The journey to economic recovery has begun, but the trip will be a slow, difficult slog.

That is the prediction of Mike Walden, a North Carolina State University economist. Walden, a William Neal Reynolds Professor in the College of Agriculture and Life Sciences at North Carolina State, produces an economic outlook twice a year. In his North Carolina Economic Outlook Summer 2010, Walden points out that most economic indicators are up since 2009.

“Employment, retail sales, home sales, wage and salary income and even state tax revenues have all registered gains in the last six to nine months,” Walden writes. That’s the good news.

The no-so-good news is that the economic indicators “are still well below pre-recessionary levels,” according to Walden. The economist sees the economy continuing to recover but at “a slow, agonizing pace.”

Consumers are at the root of the slow recovery, Walden says, explaining that consumers are paying down debt, saving more and spending less.

That’s important because consumers account for 70 percent of the nation’s economic activity. Walden says most economists see this consumer frugality continuing for a year or two, and until consumers open their pocketbooks wider, the economy won’t take off.

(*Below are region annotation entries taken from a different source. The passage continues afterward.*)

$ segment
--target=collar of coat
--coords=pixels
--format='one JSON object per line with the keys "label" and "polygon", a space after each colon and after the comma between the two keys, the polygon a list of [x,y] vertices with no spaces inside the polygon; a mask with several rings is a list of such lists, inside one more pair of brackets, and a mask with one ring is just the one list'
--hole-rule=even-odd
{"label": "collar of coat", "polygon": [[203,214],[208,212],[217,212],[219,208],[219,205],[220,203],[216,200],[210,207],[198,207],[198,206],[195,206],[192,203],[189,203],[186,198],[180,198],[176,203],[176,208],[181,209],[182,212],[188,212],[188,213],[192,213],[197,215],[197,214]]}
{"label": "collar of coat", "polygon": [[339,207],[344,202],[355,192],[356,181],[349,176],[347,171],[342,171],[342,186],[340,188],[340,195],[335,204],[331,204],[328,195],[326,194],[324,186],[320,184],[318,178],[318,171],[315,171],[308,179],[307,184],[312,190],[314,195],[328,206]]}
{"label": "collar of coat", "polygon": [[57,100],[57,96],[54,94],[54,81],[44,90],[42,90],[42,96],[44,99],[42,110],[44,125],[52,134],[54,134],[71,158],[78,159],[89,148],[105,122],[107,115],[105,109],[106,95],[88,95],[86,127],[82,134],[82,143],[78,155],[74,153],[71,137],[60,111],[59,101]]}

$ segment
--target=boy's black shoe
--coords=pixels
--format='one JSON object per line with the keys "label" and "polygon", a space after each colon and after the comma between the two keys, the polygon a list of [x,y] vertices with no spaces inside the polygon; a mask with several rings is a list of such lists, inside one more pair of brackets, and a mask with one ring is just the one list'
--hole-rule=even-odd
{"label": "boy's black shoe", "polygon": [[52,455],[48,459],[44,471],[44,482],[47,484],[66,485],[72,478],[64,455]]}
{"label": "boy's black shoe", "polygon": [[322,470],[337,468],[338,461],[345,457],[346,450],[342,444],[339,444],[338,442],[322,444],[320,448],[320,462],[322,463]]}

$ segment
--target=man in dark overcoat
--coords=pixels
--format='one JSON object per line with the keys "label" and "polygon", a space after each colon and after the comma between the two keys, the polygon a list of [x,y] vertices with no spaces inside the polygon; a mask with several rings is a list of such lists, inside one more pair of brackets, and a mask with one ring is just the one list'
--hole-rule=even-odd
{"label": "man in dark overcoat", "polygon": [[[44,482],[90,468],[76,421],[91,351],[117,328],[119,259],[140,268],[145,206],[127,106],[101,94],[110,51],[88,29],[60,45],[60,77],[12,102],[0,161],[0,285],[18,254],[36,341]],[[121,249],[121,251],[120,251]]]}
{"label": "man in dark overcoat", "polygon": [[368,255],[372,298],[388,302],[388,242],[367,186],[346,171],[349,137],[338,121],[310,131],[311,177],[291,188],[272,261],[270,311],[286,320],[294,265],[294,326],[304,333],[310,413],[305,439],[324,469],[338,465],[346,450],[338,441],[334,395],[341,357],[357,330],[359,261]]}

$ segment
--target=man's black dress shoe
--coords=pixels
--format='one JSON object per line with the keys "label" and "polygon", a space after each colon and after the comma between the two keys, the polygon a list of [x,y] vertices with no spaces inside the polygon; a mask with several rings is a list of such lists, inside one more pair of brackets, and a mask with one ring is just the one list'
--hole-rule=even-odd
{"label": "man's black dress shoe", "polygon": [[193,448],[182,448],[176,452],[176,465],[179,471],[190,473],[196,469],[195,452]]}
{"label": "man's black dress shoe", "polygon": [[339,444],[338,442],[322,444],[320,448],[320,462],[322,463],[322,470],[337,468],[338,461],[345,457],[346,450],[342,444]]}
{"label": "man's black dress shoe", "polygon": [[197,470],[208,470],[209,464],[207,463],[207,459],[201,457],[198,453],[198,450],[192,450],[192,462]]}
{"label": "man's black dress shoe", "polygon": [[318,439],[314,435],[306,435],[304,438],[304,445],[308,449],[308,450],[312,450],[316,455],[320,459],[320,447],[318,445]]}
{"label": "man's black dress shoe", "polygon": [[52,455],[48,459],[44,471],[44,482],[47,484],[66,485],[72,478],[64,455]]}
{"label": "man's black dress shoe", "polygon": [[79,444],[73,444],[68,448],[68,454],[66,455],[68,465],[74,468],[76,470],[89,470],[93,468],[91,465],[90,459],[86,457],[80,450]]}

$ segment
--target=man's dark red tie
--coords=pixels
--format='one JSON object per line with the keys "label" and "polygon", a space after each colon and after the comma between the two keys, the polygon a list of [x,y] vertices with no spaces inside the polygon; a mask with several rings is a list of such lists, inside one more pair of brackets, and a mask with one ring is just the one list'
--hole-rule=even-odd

Walden sees North Carolina’s unemployment rate declining gradually through the remainder of 2010 and falling below 10 percent by the end of the year. The slow decline will continue in 2011, he predicts, while the state will add 70,000 to 80,000 jobs over the two-year period.

While the declining unemployment rate and increase in number of jobs are welcome, the state has a long way to go to reach the 4.5 percent unemployment rate of 2007 and replace the 250,000 jobs lost during the recession.

Walden predicts the jobless rate will remain “uncomfortably high as households control spending and rebalance their financial sheets.”